Can't read in a simple utf-8 file

learntextvis / textkit

Command line tool for manipulating and analyzing text

MIT License

28 stars 6 forks source link

Can't read in a simple utf-8 file #46

Open Fil opened 7 years ago

Fil commented 7 years ago

Hello,

My file test.md contains

Hello!
À bientôt

I can't read it: textkit text2words test.md

without a BOM: I get UnicodeDecodeError: 'ascii' codec can't decode byte 0xc3 in position 7: ordinal not in range(128)

with a BOM: textkit text2words test.bom.md gives UnicodeDecodeError: 'ascii' codec can't decode byte 0xef in position 0: ordinal not in range(128)

The most peculiar thing is that if I remove the perfectly ascii character !, everything works well.

> hexdump -C test.md
00000000  48 65 6c 6c 6f 21 0a c3  80 20 62 69 65 6e 74 c3  |Hello!... bient.|
00000010  b4 74 0a                                          |.t.|

> hexdump -C test.bom.md
00000000  ef bb bf 48 65 6c 6c 6f  21 0a c3 80 20 62 69 65  |...Hello!... bie|
00000010  6e 74 c3 b4 74 0a                                 |nt..t.|

À bientôt !

vlandham commented 7 years ago

Thanks for the bug finding! I will investigate!

Fil commented 7 years ago

Here's a textkit transliterate command that is linked to this issue (and does much more than solving it).

import click
from textkit.utils import read_tokens, output
from unidecode import unidecode

@click.command()
@click.argument('file', type=click.File('r'), default=click.open_file('-'))
def transliterate(file):
    '''Transliterate international text to ascii.'''
    content = ''.join(file.readlines()).decode('utf8')
    [output(unidecode(content).encode('ascii','ignore'))]

Usage:

> echo "Hello! À bientôt… L’été à Pètechïn; 日本語, Nihongo Klüft skräms inför på fédéral électoral große Küche Mærsk" > file_full_of_international_text.md
> textkit transliterate file_full_of_international_text.md
Hello! A bientot... L'ete a Petechin; Ri Ben Yu , Nihongo Kluft skrams infor pa federal electoral grosse Kuche Maersk

Can do a PR if you're interested

(Again, it's not perfect as this command doesn't work with STDIN… my knowledge of python goes only so far)

Fil commented 7 years ago

This variant using chardet allows to import from unspecified charsets (sort-of solves #41)

import click
from textkit.utils import read_tokens, output
from unidecode import unidecode
import chardet

@click.command()
@click.argument('file', type=click.File('r'), default=click.open_file('-'))
def transliterate(file):
    '''Transliterate international text to ascii.'''
    content = ''.join(file.readlines())
    content = content.decode(chardet.detect(content)['encoding'])
    [output(unidecode(content).encode('ascii','ignore'))]

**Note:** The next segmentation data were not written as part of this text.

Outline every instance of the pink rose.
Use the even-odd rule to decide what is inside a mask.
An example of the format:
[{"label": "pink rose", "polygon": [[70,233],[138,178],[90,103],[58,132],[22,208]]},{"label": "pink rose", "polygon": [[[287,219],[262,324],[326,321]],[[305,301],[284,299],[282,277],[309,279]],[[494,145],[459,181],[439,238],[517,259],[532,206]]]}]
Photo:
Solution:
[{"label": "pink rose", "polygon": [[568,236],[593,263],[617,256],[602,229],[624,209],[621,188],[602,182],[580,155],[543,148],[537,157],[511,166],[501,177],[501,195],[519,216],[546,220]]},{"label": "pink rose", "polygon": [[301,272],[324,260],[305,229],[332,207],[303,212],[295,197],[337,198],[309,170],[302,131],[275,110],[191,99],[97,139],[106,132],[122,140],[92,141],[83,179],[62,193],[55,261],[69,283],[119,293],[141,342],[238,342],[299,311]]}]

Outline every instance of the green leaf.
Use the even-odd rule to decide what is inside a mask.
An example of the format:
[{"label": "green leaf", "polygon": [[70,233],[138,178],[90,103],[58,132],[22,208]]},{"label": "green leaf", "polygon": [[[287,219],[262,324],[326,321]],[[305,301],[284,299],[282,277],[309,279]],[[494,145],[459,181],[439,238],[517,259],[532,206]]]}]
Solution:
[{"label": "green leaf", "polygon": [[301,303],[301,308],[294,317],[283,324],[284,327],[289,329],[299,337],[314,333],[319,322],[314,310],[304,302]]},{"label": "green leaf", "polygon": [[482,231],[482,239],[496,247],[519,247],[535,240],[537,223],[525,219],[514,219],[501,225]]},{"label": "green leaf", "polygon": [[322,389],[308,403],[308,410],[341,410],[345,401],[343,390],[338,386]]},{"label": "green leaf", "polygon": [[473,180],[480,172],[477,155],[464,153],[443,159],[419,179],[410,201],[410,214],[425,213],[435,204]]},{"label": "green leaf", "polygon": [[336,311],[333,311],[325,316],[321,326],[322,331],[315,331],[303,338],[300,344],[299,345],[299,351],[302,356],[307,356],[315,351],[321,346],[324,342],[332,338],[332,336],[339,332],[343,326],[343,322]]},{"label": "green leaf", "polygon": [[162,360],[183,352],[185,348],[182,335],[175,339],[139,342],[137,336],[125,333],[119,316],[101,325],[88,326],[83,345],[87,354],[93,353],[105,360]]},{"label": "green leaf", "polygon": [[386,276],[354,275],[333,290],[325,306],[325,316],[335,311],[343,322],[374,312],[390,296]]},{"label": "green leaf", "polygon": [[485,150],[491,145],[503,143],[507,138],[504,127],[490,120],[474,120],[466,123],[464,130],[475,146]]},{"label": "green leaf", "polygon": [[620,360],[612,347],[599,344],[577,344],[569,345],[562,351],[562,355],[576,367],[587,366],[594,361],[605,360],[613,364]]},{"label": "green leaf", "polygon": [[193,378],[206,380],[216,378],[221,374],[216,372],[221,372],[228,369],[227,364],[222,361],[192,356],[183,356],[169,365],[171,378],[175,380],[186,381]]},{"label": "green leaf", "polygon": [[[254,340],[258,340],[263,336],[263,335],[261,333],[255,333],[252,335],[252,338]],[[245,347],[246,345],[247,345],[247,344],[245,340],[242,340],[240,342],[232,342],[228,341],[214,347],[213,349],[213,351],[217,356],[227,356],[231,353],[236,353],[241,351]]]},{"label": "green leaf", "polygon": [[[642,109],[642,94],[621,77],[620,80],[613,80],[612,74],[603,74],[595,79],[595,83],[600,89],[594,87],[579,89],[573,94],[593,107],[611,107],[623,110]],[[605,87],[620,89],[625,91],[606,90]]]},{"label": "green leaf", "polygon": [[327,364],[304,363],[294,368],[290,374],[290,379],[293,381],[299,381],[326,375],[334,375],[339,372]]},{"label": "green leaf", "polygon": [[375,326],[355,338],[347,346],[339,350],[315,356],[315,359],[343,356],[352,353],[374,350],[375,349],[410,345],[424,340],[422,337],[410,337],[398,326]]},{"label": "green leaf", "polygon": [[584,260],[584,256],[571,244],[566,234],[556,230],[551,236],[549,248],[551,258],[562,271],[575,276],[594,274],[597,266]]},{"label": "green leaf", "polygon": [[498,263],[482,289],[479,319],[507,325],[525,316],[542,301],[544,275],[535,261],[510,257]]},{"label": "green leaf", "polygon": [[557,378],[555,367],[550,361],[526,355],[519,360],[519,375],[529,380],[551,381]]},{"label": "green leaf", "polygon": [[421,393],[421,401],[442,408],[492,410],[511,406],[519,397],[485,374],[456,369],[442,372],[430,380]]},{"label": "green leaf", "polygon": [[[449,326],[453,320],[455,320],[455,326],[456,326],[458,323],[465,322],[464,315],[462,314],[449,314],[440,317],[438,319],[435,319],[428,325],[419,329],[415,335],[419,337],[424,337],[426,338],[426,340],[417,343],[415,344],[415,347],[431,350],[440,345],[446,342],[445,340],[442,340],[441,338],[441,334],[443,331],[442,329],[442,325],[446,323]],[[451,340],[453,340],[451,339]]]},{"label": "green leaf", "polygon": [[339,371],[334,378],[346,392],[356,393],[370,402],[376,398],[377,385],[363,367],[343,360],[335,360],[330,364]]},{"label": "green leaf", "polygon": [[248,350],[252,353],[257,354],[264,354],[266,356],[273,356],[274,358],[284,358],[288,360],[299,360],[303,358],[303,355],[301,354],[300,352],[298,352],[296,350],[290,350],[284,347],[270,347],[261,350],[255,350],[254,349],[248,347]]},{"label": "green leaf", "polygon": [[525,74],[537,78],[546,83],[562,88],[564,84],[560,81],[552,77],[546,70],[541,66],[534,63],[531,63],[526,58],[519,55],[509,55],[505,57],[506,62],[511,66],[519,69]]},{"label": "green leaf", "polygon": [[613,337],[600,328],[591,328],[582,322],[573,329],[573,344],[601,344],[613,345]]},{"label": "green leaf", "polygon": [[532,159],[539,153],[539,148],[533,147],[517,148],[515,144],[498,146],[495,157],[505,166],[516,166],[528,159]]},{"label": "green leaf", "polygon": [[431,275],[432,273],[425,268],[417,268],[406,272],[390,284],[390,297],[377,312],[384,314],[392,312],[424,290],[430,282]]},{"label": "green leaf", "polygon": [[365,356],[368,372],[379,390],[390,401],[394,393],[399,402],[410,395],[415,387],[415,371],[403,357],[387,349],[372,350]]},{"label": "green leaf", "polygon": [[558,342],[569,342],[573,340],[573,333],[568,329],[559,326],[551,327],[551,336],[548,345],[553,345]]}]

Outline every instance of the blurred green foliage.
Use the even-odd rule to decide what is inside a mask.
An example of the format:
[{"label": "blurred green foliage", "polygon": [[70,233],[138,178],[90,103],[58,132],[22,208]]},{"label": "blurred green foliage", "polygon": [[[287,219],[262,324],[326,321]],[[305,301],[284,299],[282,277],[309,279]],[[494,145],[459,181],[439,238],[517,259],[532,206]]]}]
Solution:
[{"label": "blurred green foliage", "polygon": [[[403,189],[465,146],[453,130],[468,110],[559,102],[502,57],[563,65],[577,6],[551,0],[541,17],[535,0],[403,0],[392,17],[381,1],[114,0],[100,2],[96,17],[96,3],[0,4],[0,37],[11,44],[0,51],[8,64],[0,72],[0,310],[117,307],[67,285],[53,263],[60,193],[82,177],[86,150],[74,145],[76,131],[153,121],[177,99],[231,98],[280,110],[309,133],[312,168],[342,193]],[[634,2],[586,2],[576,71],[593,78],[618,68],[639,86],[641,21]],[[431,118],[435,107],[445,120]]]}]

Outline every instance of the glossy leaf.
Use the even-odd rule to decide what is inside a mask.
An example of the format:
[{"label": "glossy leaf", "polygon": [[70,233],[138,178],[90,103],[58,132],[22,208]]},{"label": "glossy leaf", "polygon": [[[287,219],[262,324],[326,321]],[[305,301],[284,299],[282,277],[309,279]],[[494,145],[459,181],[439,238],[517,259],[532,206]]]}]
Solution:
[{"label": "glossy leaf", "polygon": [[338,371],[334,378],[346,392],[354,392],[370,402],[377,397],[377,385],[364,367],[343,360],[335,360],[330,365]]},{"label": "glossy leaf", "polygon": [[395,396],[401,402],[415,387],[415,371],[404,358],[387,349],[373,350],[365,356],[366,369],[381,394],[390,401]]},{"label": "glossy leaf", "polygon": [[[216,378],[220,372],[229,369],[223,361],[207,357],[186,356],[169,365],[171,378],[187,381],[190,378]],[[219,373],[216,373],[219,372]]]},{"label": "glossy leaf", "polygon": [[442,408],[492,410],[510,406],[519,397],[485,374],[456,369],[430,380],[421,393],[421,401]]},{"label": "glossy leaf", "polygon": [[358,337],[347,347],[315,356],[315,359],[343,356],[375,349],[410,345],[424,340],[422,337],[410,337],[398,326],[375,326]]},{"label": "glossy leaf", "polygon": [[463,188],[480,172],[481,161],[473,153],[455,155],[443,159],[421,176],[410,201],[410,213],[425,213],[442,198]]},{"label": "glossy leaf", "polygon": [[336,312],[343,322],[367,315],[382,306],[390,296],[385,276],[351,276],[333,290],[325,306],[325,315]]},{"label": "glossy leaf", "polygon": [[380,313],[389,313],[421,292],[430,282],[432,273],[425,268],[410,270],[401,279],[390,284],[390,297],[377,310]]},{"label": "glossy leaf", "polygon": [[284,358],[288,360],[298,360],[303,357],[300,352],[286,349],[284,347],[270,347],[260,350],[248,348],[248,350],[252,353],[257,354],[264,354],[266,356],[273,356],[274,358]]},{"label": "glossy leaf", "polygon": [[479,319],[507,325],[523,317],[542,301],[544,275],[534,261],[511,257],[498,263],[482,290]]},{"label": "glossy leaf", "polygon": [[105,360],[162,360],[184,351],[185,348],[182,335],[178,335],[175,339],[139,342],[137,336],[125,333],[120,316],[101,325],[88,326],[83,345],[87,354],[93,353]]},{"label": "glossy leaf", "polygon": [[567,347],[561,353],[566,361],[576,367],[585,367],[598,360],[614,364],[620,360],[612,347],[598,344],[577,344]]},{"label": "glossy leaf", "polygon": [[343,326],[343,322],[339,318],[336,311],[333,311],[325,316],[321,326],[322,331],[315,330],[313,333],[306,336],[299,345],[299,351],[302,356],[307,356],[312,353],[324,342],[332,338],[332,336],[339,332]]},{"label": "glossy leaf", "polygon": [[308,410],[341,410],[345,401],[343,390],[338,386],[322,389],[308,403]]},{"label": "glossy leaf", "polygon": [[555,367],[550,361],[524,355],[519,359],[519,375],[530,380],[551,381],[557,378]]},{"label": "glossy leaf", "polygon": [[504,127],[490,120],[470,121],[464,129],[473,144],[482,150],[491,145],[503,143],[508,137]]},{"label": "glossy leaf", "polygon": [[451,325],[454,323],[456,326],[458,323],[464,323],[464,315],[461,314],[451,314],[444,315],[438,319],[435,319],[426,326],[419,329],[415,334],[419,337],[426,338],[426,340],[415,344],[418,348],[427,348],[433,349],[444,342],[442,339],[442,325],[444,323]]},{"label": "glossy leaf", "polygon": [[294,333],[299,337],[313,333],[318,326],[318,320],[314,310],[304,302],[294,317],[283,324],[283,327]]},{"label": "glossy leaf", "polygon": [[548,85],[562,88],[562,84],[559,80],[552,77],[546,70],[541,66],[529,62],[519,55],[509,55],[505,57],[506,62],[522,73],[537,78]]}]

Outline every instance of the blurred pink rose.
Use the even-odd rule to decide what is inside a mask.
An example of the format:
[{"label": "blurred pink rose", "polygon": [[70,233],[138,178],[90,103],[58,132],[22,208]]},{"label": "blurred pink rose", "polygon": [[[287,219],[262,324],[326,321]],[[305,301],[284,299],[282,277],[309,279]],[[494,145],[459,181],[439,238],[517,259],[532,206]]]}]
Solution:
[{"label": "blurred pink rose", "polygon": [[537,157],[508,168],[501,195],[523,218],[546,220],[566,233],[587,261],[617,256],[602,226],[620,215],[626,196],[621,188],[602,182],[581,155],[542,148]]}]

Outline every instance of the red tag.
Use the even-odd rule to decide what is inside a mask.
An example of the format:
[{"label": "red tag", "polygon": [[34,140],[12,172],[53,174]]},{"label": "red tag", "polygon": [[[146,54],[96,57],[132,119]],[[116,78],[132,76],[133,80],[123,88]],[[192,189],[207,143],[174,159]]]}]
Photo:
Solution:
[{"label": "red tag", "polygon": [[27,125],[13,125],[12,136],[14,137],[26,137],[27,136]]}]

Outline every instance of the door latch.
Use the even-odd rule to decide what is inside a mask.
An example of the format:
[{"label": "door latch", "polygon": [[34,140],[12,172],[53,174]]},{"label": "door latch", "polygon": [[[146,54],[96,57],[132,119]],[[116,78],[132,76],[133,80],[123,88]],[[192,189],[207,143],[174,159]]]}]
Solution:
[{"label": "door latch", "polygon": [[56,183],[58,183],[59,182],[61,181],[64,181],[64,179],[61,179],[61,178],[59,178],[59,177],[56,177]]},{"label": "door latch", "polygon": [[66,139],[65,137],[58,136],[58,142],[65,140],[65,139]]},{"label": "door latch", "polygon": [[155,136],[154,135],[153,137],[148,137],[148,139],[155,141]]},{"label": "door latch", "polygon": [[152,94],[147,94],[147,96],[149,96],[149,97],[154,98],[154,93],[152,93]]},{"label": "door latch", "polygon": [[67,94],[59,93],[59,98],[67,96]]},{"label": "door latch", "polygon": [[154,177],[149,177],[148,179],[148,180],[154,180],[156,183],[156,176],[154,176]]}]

I suppose this should be either two separate filters, or one filter with options not to apply too much magic (e.g. textkit convert --use-transliterate=no --use-chardet=no)

vlandham commented 7 years ago

sweet! yeah. i would love a PR with this. we can tweak the flag names to make them less about the technology - but this would be very nice to have.

Thank you!

BoOz commented 7 years ago

Yes really cool !

By the way, is there a reason why textkit can't work with utf-8 files ?

vlandham commented 7 years ago

probably cause i'm terrible at python... not sure. the hope is that this works well in python 2 and python 3. python 2 has a lot of unicode issues - but there is probably a way to make things work between both, i just need to do more research.